Wagner, who followed his magnificent game last week against the 49ers with another impactful effort, seems to be on a mission. He said he watches LeBron James and takes a lesson in King James’s relentless pursuit of excellence.
“You see him in his 16th year and getting better as he gets older. I try to be like that, try to be the football version of that,” Wagner said.
When young players feel the pressure to uphold the legacy of the Legion of Boom and other Seahawks past notables, Wagner is in the forefront providing the sage wisdom that it’s a needless pursuit.
“You try to let them know you don’t have to be the dudes that used to be here,” Wagner said. “You don’t have to be like Sherm, don’t have to be like Kam. Those are amazing players, once-in-a-lifetime players. You don’t have to do that. Just go out and do your job. You don’t have to be anyone else. Guys are going out there and having fun and being themselves.”

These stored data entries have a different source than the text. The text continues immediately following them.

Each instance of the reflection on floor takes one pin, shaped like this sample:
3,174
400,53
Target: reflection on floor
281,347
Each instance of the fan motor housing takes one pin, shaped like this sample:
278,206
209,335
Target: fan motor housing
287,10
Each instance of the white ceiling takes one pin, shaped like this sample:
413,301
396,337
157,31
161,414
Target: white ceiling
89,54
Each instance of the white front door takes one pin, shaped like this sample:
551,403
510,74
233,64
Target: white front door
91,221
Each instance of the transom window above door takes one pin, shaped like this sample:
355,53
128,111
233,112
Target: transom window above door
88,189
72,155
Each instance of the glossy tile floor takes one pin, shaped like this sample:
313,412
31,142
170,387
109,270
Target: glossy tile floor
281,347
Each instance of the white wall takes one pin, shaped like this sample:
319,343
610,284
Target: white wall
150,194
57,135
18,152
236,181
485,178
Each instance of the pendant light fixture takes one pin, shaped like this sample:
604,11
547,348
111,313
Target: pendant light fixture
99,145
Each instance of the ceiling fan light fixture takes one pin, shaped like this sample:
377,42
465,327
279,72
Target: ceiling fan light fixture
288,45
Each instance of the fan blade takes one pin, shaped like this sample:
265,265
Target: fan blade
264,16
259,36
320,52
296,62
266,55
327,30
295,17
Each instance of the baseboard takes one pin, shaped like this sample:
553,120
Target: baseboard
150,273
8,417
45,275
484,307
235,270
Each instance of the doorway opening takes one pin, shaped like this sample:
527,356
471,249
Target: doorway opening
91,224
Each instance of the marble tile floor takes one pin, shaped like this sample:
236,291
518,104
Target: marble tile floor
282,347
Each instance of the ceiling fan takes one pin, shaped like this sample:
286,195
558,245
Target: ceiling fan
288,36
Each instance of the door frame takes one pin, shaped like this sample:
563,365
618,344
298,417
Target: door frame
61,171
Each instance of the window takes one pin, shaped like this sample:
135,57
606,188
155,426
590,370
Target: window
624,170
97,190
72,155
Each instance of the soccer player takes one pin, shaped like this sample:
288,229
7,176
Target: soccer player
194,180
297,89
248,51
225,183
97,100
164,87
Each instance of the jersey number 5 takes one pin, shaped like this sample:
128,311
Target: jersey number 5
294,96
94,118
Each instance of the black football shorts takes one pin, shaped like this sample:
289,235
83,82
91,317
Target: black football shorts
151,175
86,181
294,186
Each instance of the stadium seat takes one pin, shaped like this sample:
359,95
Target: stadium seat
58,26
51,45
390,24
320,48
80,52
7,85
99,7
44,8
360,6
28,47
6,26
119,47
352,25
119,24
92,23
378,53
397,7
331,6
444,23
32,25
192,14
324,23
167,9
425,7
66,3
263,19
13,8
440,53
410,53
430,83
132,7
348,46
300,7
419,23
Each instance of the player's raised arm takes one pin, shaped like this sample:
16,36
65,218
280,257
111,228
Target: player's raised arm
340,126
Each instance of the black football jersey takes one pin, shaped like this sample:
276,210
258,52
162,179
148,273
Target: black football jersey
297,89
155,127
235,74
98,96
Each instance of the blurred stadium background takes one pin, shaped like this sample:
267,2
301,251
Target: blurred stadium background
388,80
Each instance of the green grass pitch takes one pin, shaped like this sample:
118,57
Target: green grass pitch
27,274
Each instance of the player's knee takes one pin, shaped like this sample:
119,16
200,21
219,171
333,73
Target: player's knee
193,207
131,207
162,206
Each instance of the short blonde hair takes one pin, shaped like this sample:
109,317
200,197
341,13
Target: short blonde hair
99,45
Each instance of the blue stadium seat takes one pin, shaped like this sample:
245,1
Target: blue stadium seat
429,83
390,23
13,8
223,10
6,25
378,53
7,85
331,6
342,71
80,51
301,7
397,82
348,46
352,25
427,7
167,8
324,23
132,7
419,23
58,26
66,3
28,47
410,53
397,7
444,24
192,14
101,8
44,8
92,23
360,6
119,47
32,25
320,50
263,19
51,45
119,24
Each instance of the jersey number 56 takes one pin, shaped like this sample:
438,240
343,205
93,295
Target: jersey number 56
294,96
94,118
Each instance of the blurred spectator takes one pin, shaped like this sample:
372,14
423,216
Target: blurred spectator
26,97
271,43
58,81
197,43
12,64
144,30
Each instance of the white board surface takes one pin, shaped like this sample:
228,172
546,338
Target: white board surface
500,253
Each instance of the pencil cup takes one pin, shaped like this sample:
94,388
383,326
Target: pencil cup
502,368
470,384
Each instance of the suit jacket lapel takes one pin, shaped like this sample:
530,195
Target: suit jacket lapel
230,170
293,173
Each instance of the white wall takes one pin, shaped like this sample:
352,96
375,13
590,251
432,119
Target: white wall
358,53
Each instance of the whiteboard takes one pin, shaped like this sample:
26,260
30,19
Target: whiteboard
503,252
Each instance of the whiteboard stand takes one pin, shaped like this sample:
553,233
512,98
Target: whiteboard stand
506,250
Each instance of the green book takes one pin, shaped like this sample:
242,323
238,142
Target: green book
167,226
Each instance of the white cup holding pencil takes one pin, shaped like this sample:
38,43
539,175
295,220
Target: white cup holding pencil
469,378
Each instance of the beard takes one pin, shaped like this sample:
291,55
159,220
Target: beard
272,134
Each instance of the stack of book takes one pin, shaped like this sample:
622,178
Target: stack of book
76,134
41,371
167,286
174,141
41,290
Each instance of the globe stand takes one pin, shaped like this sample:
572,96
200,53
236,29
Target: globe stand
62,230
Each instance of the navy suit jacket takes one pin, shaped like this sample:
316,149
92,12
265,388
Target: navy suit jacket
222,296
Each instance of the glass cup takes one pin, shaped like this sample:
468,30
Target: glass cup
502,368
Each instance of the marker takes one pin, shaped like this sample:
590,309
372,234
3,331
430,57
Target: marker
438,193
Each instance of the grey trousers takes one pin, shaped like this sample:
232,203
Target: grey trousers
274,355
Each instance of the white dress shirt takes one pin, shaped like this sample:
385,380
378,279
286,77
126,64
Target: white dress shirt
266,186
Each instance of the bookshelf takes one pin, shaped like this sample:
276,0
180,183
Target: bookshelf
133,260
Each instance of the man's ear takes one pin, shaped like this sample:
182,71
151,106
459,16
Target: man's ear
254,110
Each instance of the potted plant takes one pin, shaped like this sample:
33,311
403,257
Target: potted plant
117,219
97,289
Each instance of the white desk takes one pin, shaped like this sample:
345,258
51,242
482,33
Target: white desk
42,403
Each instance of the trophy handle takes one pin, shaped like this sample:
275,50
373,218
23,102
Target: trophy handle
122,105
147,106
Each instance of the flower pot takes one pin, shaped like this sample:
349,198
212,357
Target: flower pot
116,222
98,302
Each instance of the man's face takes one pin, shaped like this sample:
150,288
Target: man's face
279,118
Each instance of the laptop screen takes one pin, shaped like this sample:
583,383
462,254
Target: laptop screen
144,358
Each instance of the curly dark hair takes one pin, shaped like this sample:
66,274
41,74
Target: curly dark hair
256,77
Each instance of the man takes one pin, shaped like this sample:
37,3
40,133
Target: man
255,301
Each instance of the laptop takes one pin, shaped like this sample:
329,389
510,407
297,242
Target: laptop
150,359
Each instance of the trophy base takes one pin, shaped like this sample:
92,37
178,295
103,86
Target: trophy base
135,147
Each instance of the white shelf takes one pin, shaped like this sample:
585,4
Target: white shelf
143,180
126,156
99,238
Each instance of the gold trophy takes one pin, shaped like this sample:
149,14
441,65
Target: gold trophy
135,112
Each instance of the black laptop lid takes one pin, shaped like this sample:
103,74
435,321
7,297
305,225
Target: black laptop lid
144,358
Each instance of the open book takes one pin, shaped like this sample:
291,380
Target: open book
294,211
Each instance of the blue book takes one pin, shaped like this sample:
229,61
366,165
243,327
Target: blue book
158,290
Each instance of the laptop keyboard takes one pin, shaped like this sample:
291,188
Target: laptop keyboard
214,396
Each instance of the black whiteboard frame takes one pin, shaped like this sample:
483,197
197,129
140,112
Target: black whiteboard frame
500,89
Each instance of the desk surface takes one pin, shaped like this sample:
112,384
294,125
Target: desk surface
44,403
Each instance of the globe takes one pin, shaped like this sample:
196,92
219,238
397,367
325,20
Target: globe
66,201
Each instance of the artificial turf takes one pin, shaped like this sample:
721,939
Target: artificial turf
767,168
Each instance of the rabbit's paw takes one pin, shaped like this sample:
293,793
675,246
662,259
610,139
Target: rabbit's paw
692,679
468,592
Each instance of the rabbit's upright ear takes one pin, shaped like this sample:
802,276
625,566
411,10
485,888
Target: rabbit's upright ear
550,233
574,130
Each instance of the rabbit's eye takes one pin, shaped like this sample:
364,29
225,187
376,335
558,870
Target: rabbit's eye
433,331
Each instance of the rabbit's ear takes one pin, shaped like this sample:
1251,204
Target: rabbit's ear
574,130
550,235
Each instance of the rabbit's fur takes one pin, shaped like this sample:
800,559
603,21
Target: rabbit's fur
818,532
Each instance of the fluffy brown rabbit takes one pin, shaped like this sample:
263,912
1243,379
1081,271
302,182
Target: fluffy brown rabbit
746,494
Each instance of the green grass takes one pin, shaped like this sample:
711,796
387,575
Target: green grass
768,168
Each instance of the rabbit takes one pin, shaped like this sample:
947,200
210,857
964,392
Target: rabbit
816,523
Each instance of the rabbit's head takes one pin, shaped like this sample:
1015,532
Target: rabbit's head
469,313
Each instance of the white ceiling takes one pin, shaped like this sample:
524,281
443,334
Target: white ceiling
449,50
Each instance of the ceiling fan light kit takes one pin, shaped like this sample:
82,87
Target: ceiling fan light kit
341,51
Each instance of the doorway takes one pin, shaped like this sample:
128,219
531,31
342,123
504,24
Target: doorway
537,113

Fun is the operative word. There is a looseness on the Seahawks that hasn’t been this pervasive since the rising days of the Super Bowl team’s – a spirit that peaked with the rout of Denver in Super Bowl XLVIII and seemed extinguished by Malcolm Butler interception at the goal line the next year. But maybe the statute of limitations on cutting loose has finally expired.
“We had a lot of doubters coming into this season, and we wanted to go out and prove everybody wrong, prove we had the talent, had the leadership, we had the players to make plays,” Wagner said. “That’s what we’re doing. We’re growing each game, getting better each game, and that’s really all you want to do. You want to be the hot team toward the end of the season, and I feel that’s what we’re doing.
“We want to be the team that finishes well. You don’t want to be the team that starts hot and cools off at the end. You want to be a team that’s consistent throughout the season and just turns it up at the end of the season.”
Just how far these Seahawks are equipped to go this year remains to be seen. But it seems to be a major step forward, for this year and beyond, that the lingering cloud from Super Bowl XLIX is finally lifting.